CreateTexture(deviceCount,image, nVoxelX,nVoxelY, nVoxelZ,d_cuArrTex,texImg);

}

实际功能：

1
2
3
4
5
6
7
8
9
10
11
12
13
14
15
16
17
18
19
20
21
22
23
24
25
26
27
28
29
30
31
32
33
34
35
36
37
38
39
40
41

void CreateTexture(int num_devices, float* imagedata, int nVoxelX, int nVoxelY, int nVoxelZ ,cudaArray** d_cuArrTex, cudaTextureObject_t *texImage)
{
//size_t size_image=nVoxelX*nVoxelY*nVoxelZ;
for (unsigned int i = 0; i < num_devices; i++){
cudaSetDevice(i);

//cudaArray Descriptor
const cudaExtent extent = make_cudaExtent(nVoxelX, nVoxelY, nVoxelZ);
cudaChannelFormatDesc channelDesc = cudaCreateChannelDesc<float>();
//cuda Array
cudaMalloc3DArray(&d_cuArrTex[i], &channelDesc, extent);
//cudaCheckErrors("Texture memory allocation fail");
cudaMemcpy3DParms copyParams = {0};

//Array creation
copyParams.srcPtr = make_cudaPitchedPtr((void *)imagedata, extent.width*sizeof(float), extent.width, extent.height);
copyParams.dstArray = d_cuArrTex[i];
copyParams.extent = extent;
copyParams.kind = cudaMemcpyHostToDevice;
cudaMemcpy3DAsync(&copyParams);
//cudaCheckErrors("Texture memory data copy fail");

//Array creation End
cudaResourceDesc texRes;
memset(&texRes, 0, sizeof(cudaResourceDesc));
texRes.resType = cudaResourceTypeArray;
texRes.res.array.array = d_cuArrTex[i];
cudaTextureDesc texDescr;
memset(&texDescr, 0, sizeof(cudaTextureDesc));
texDescr.normalizedCoords = false;
texDescr.filterMode = cudaFilterModePoint;
texDescr.addressMode[0] = cudaAddressModeBorder;
texDescr.addressMode[1] = cudaAddressModeBorder;
texDescr.addressMode[2] = cudaAddressModeBorder;
texDescr.readMode = cudaReadModeElementType;
cudaCreateTextureObject(&texImage[i], &texRes, &texDescr, NULL);
//cudaCheckErrors("Texture object creation fail");
}
}

相关讨论

异步内存操作仅在非阻塞流中运行时才是异步的。
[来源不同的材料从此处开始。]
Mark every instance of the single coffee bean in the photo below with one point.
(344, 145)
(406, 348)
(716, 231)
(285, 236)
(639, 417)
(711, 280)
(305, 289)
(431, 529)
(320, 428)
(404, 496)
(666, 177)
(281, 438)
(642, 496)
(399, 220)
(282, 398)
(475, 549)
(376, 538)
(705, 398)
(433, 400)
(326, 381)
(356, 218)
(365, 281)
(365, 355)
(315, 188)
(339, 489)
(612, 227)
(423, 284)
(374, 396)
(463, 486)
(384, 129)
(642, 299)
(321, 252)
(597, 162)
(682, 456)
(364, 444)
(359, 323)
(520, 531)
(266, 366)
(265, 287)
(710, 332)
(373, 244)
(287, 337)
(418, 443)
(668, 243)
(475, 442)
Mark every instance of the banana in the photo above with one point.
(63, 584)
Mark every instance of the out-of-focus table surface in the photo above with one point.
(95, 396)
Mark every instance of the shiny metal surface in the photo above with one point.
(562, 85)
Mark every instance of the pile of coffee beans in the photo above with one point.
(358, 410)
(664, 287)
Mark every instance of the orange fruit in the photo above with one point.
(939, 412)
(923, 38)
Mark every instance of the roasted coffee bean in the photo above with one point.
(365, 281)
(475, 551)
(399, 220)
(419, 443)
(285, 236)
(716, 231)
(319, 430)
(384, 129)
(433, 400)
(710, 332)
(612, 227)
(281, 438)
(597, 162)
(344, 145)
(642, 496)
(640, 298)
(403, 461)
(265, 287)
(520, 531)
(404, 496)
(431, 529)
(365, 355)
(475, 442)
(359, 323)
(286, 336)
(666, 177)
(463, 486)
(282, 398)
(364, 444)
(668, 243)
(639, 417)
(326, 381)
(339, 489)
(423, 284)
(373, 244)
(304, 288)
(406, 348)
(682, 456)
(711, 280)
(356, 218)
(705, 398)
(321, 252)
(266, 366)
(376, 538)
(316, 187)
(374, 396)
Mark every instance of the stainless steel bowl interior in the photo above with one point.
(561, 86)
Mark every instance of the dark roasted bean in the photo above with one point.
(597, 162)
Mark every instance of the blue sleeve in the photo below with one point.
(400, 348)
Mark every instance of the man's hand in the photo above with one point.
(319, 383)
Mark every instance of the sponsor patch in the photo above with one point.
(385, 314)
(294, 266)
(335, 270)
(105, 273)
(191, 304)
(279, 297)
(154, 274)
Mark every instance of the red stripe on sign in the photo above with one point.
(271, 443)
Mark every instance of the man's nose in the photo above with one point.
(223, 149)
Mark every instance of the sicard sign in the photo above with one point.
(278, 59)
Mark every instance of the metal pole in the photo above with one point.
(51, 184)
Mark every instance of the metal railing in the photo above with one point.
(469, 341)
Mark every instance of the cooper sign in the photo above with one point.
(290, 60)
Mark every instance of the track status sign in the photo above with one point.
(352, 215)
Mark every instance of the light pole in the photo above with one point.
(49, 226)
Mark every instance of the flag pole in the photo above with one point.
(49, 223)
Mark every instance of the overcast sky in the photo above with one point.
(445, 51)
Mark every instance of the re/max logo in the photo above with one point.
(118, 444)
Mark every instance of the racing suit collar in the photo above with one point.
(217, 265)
除非您使用启用的每个线程默认流选项进行编译，否则这对我来说似乎是预期的行为。对于在异步API的紧密循环中进行上下文初始化，我也会有点怀疑，这也可能会阻止。
感谢@talonmies的评论。我在编译器选项中没有--default-stream per-thread标志。但是我似乎在那里那里的标志得到相同的结果。这只是一个MCVE，之前有几个对cudaSetDevice的独立循环调用，在这里我检查了设备名称和设备属性，而没有异步调用。我没有将这些添加到MCVE中以最小化代码，但是感谢您指出这一点。
如果您希望传输重叠，则从主机->设备从一个CPU到多个GPU的副本对系统拓扑结构会有一些影响。您确定每个GPU都具有完全独立的PCIE路径(例如，它们没有通过PCIE交换机共享相同的CPU根端口)吗？如果将2个或更多GPU恰好连接到2个独立的CPU插槽，则可能更加复杂。什么是系统拓扑？没有这些信息，期望适当地设计这种情况是不明智的。
如果cudaCreateTextureObject是一个同步调用，我不会感到惊讶。我的方法是尝试使副本循环工作。
@RobertCrovella感谢Robert的评论。是的，我在发布此文件后在循环中尝试了这些副本，结果是相同的(2个deviceCount循环，副本后分开)。我也开始怀疑系统拓扑可能有事要做。我相对确定它们具有独立的PCIe路径，但是现在我将再次检查所有内容。我在专门设计为多GPU群集的PC上运行，所以我希望这不是问题。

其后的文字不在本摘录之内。